Уже под вечер, во время перерыва, когда все потные и умотанные прыжками, беготней и стрельбой холостыми зарядами люди расположились вокруг баков с питьевой водой, я подошел к Дубельту и поинтересовался мнением Николая Первого. Тот, потирая красные от недосыпа глаза, усмехнулся:
— Все хорошо, Александр Павлович, судя по всему, император остался доволен и вашим подходом к делу, и всем увиденным…

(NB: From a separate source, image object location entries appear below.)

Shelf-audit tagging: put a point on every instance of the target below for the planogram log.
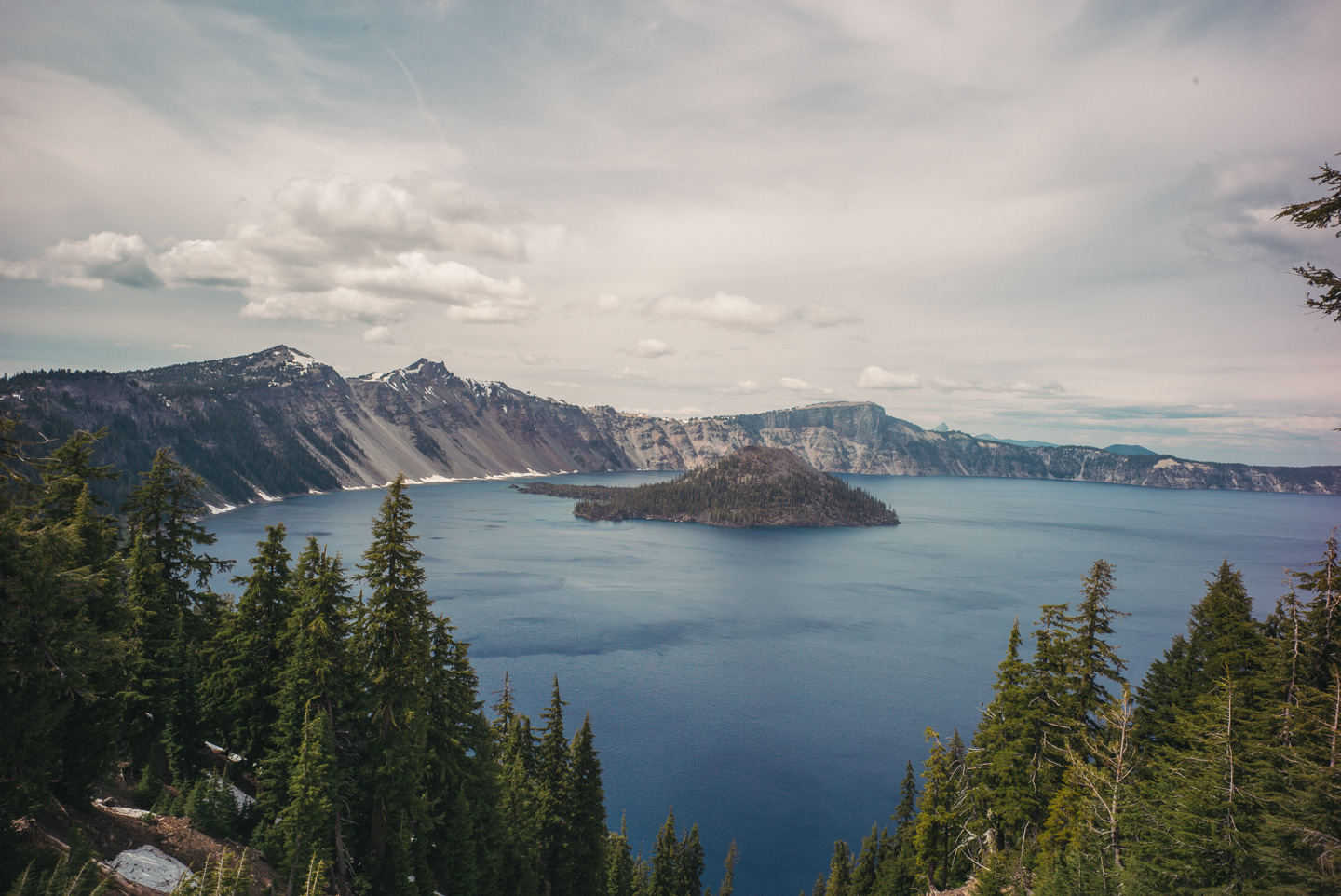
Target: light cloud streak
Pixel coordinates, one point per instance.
(1017, 220)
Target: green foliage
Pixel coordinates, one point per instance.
(73, 875)
(750, 487)
(225, 875)
(1324, 212)
(1221, 777)
(212, 807)
(378, 771)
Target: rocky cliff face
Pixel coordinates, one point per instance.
(279, 423)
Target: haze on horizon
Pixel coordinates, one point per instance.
(1049, 220)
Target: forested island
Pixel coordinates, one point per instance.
(356, 755)
(752, 486)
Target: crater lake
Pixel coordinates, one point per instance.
(771, 685)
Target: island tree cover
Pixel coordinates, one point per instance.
(1219, 774)
(752, 486)
(357, 713)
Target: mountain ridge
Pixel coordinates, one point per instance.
(279, 423)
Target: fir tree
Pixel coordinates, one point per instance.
(587, 816)
(728, 878)
(665, 862)
(1096, 658)
(250, 651)
(939, 821)
(553, 776)
(620, 867)
(314, 790)
(396, 637)
(840, 871)
(1002, 774)
(172, 609)
(691, 864)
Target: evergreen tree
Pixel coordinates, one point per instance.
(1002, 774)
(866, 867)
(172, 610)
(840, 871)
(1096, 658)
(691, 864)
(318, 676)
(310, 816)
(898, 868)
(1224, 642)
(553, 776)
(457, 754)
(397, 644)
(667, 862)
(520, 874)
(587, 816)
(61, 630)
(250, 649)
(1209, 809)
(728, 878)
(620, 874)
(939, 820)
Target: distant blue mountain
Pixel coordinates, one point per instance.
(1131, 450)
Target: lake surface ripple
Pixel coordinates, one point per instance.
(771, 685)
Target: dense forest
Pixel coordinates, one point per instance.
(752, 486)
(349, 715)
(1219, 774)
(338, 734)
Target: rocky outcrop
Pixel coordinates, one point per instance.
(279, 423)
(750, 487)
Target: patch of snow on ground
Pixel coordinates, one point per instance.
(151, 867)
(121, 810)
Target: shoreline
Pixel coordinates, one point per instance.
(262, 498)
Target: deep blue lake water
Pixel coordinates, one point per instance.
(771, 685)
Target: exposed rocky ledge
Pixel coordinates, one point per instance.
(279, 423)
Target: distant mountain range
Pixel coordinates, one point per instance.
(278, 423)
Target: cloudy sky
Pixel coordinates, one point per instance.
(1049, 219)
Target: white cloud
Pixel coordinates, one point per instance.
(723, 310)
(874, 377)
(329, 306)
(801, 386)
(487, 311)
(630, 373)
(1020, 387)
(828, 316)
(535, 360)
(651, 349)
(325, 250)
(88, 265)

Несмотря на обстоятельства, я чувствовал себя великолепно, и боевой азарт не давал унывать. Через полчаса мы уже были в Екатерининском дворце, который был уже давно очищен от слуг, а гвардейцев, блокировавших террористов, сменили матросы и офицеры Балтийского флота, спешно присланные из Кронштадта. Когда уже начало светать, мы с Гришей Любкиным и тремя вооруженными до зубов моряками пробрались на чердак Зубовского флигеля и замерли, ожидая смены караула на третьем этаже, которая проходила обычно в шесть утра.
В конюшне, расположенной недалеко от флигеля, собрались более шестидесяти человек, разделенных на отряды, и каждый уже прекрасно знал, что он должен делать в той или иной ситуации. В зарослях парка Маша организовала себе снайперскую лежку, а приданный ей корректировщик с биноклем уже вовсю рассматривал окна здания, фиксируя появления террористов. С других направлений еще пятеро наблюдателей, ждали момента, когда на третьем этаже произойдет смена караула и всех заложников переместят в большую комнату, используемую в качестве столовой.
Казалось, что напряжение, в котором находились сотни людей, передавалось по воздуху, и даже деревья и трава в парке затихли в ожидании кровопролития. Через полчаса лежания на чердаке на связь вышел Дубельт, осуществляющий общую координацию:
— Крот, это База.
Я усмехнулся, — как быстро он освоил радиостанцию, и шепотом ответил:
— На связи.
— На третьем этаже прошла смена караула.